Topics in Comparative Studies: Common Sense: Knowledge, Experience, and Social Life
Tuesdays and Thursdays 11:10 AM - 12:30 PM, Ramseyer 166
Dorry Noyes
What does it mean when you're told to "use your common sense"? This course examines the idiom of common sense in relation to debates over the authority of knowledge, the value of practical experience, and what should be shared or shareable in social life. Our interdisciplinary exploration will start with folklore: how children (and artists) play at the border of sense and nonsense, how proverbs and other kinds of pedagogic discourse produce everyday "good sense," and how leftover formulations continue to circulate as clichés or "commonplaces," often with disruptive social consequences. Then we'll look at debates on the relation of the senses to knowledge and the communicability of experience across sociocultural divides, thinking about consensus and dissensus as socially accomplished.
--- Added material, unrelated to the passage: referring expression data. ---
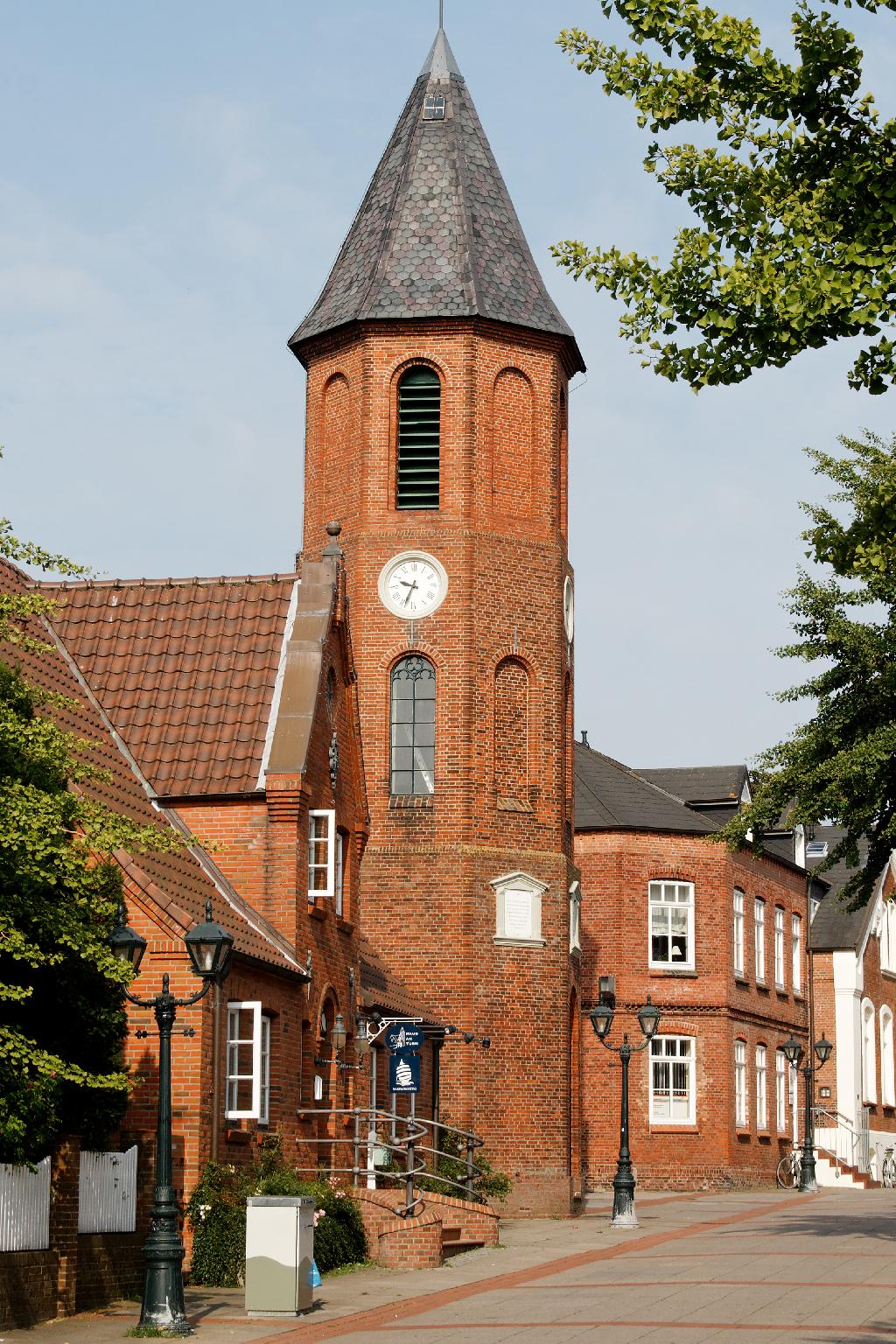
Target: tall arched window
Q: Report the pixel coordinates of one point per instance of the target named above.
(887, 1080)
(419, 416)
(413, 718)
(870, 1053)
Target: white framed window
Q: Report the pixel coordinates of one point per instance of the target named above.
(575, 917)
(672, 925)
(740, 1083)
(870, 1053)
(760, 935)
(321, 854)
(797, 952)
(246, 1037)
(339, 902)
(517, 915)
(739, 932)
(887, 1081)
(672, 1081)
(780, 947)
(762, 1096)
(780, 1092)
(263, 1096)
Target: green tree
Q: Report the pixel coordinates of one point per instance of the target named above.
(62, 1019)
(795, 241)
(841, 765)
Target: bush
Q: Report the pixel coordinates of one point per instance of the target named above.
(216, 1213)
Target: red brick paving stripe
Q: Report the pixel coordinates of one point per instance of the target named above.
(679, 1326)
(381, 1318)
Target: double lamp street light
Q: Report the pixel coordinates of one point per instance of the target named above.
(210, 949)
(624, 1181)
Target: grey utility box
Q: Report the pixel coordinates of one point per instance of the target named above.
(280, 1249)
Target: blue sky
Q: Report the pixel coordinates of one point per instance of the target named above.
(175, 183)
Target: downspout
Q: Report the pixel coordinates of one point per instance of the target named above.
(215, 1073)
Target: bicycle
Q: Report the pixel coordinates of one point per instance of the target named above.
(790, 1170)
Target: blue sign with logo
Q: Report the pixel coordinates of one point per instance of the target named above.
(404, 1073)
(403, 1037)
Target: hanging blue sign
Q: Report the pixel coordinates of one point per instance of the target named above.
(402, 1037)
(404, 1073)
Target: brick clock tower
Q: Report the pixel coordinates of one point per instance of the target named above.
(437, 436)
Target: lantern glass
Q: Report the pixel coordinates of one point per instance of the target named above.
(210, 948)
(125, 944)
(793, 1051)
(649, 1019)
(823, 1048)
(601, 1019)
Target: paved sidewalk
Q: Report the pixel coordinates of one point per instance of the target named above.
(755, 1268)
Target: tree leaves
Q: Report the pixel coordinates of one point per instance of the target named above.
(841, 764)
(795, 245)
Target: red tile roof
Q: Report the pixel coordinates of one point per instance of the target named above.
(178, 882)
(185, 669)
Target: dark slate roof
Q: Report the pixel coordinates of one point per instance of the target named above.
(609, 796)
(835, 925)
(707, 784)
(437, 234)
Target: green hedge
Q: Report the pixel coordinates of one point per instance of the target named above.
(216, 1213)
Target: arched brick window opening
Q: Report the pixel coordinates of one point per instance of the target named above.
(564, 460)
(512, 732)
(338, 436)
(870, 1054)
(413, 727)
(512, 444)
(419, 428)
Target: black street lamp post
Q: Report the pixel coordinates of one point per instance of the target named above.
(624, 1181)
(210, 948)
(793, 1054)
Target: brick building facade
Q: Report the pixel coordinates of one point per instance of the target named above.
(719, 944)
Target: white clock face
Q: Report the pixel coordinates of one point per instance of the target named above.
(569, 608)
(413, 584)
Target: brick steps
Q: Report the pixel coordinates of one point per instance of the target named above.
(453, 1243)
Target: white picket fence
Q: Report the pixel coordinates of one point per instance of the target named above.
(24, 1208)
(107, 1199)
(108, 1193)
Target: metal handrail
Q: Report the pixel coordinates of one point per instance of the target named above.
(409, 1146)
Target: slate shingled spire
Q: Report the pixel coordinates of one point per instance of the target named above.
(437, 234)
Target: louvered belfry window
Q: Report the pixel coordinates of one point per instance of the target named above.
(419, 414)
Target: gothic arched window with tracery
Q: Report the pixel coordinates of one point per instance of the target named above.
(413, 726)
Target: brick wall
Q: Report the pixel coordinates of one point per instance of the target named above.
(710, 1005)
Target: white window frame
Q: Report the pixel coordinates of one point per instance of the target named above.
(760, 937)
(870, 1054)
(780, 1092)
(339, 879)
(740, 1083)
(575, 917)
(263, 1092)
(797, 952)
(739, 930)
(690, 1062)
(762, 1088)
(331, 852)
(234, 1010)
(688, 962)
(887, 1078)
(517, 910)
(780, 947)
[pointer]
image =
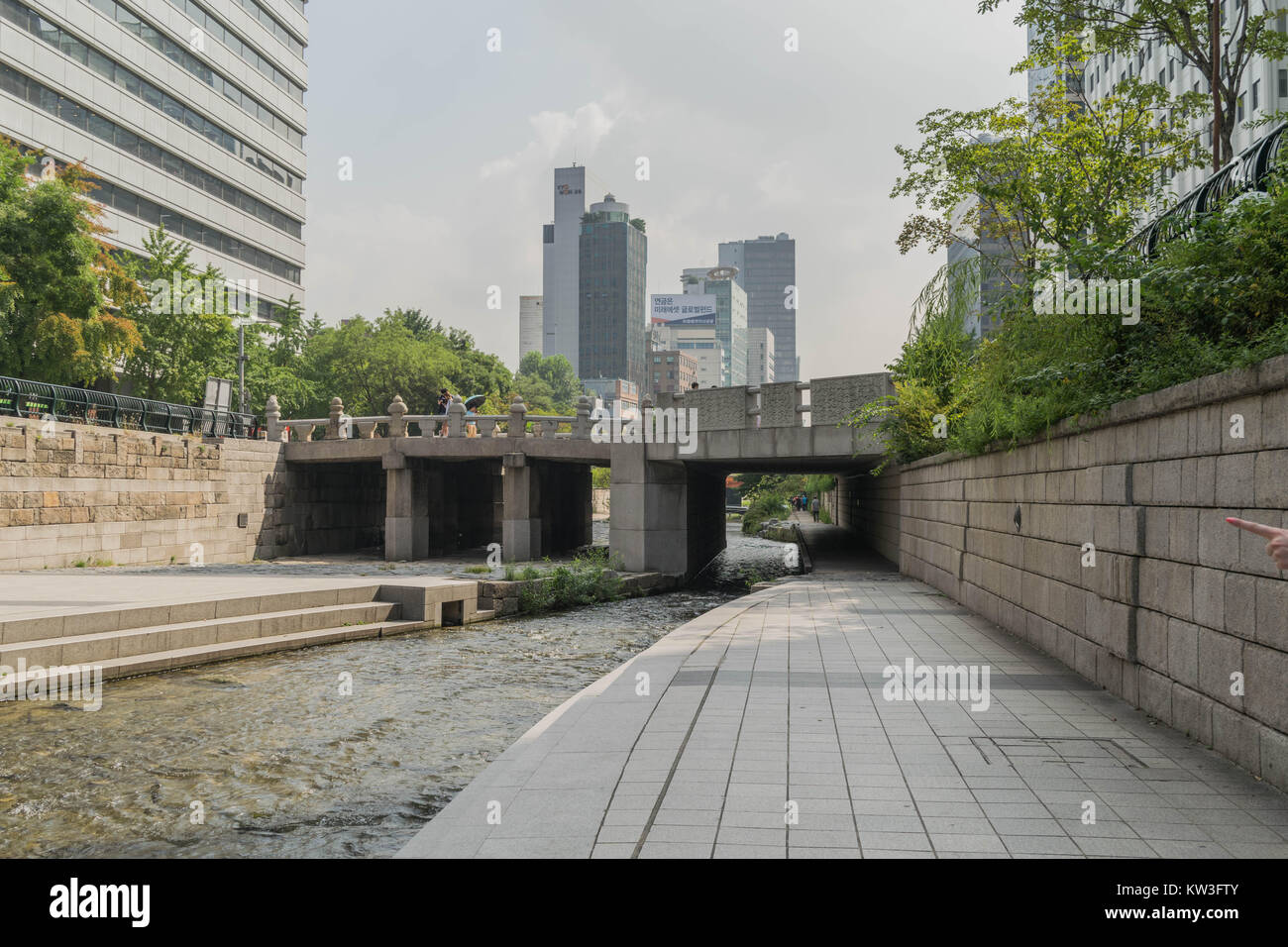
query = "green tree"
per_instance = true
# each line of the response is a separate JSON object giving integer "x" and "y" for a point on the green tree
{"x": 56, "y": 321}
{"x": 181, "y": 341}
{"x": 1183, "y": 26}
{"x": 552, "y": 379}
{"x": 1039, "y": 178}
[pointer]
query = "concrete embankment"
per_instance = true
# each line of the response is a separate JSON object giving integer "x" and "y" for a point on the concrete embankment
{"x": 1106, "y": 545}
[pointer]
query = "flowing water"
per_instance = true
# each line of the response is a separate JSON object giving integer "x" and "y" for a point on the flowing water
{"x": 266, "y": 757}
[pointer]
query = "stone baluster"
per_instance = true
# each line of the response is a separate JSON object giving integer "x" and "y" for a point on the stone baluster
{"x": 397, "y": 416}
{"x": 273, "y": 416}
{"x": 456, "y": 418}
{"x": 333, "y": 428}
{"x": 581, "y": 427}
{"x": 752, "y": 406}
{"x": 518, "y": 412}
{"x": 802, "y": 407}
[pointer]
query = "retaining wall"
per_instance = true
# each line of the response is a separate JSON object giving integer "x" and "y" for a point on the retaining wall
{"x": 1180, "y": 613}
{"x": 85, "y": 493}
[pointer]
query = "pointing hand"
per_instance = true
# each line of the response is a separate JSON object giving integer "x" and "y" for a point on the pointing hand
{"x": 1276, "y": 547}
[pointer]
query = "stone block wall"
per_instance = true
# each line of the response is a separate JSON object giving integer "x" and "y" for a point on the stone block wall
{"x": 1177, "y": 612}
{"x": 82, "y": 495}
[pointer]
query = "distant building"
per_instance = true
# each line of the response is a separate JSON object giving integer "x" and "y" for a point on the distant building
{"x": 767, "y": 272}
{"x": 610, "y": 390}
{"x": 561, "y": 286}
{"x": 613, "y": 257}
{"x": 531, "y": 325}
{"x": 204, "y": 138}
{"x": 760, "y": 357}
{"x": 993, "y": 269}
{"x": 671, "y": 369}
{"x": 696, "y": 338}
{"x": 730, "y": 316}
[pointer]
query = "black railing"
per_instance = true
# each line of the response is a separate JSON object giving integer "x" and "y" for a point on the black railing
{"x": 40, "y": 401}
{"x": 1249, "y": 171}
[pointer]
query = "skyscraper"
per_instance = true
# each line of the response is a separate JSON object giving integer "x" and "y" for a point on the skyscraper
{"x": 191, "y": 112}
{"x": 767, "y": 272}
{"x": 561, "y": 285}
{"x": 531, "y": 311}
{"x": 612, "y": 322}
{"x": 730, "y": 317}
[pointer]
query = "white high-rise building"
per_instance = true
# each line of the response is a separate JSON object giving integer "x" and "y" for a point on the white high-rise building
{"x": 760, "y": 357}
{"x": 561, "y": 272}
{"x": 1263, "y": 91}
{"x": 531, "y": 326}
{"x": 767, "y": 272}
{"x": 191, "y": 112}
{"x": 698, "y": 341}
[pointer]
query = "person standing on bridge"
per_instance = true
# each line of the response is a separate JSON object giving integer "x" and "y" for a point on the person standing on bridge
{"x": 1276, "y": 547}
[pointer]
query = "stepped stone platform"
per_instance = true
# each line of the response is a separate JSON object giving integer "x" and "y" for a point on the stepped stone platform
{"x": 128, "y": 625}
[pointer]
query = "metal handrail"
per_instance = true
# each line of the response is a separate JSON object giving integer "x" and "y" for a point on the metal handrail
{"x": 42, "y": 401}
{"x": 1249, "y": 170}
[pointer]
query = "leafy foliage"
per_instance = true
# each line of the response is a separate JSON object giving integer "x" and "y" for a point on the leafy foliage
{"x": 56, "y": 277}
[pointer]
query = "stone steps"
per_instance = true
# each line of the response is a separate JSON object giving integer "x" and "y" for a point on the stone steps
{"x": 222, "y": 651}
{"x": 128, "y": 641}
{"x": 133, "y": 642}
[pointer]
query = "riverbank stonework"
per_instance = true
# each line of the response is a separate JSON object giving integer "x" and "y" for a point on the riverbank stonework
{"x": 84, "y": 495}
{"x": 1104, "y": 544}
{"x": 502, "y": 596}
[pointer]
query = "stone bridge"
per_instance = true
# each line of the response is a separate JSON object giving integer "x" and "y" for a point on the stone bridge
{"x": 462, "y": 480}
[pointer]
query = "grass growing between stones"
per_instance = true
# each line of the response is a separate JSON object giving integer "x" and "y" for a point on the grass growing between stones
{"x": 591, "y": 577}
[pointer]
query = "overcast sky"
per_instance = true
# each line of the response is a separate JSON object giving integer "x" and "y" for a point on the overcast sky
{"x": 454, "y": 147}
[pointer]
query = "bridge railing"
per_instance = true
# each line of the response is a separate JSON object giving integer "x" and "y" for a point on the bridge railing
{"x": 820, "y": 403}
{"x": 456, "y": 423}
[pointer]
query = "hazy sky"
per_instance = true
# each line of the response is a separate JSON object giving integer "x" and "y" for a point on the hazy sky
{"x": 454, "y": 147}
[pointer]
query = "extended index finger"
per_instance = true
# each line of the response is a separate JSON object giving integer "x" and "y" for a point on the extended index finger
{"x": 1267, "y": 532}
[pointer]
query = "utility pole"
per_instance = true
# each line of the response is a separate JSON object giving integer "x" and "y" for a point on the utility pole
{"x": 1216, "y": 85}
{"x": 241, "y": 368}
We'll read about the history of common sense as a democratic, sometimes populist, political ideal that interacts with the rise of secular modernity, professionalization and expertise, race ideology, American nationalism, and technocratic politics. This will bring us to the present: division and mistrust in the age of social media, "fake news," and AI; questions about the possibility of shared understandings when social worlds fragment, interests diverge, and structures discriminate; and new imaginings of commonality (or separation) in social justice projects.
This is a graduate/undergraduate course that benefits from heterogeneity: students at all stages and with any focus are encouraged! You'll write a personal essay about your own socialization and a final paper on the "common sense" of some current issue. No exams, but active participation is expected in discussion and short writings.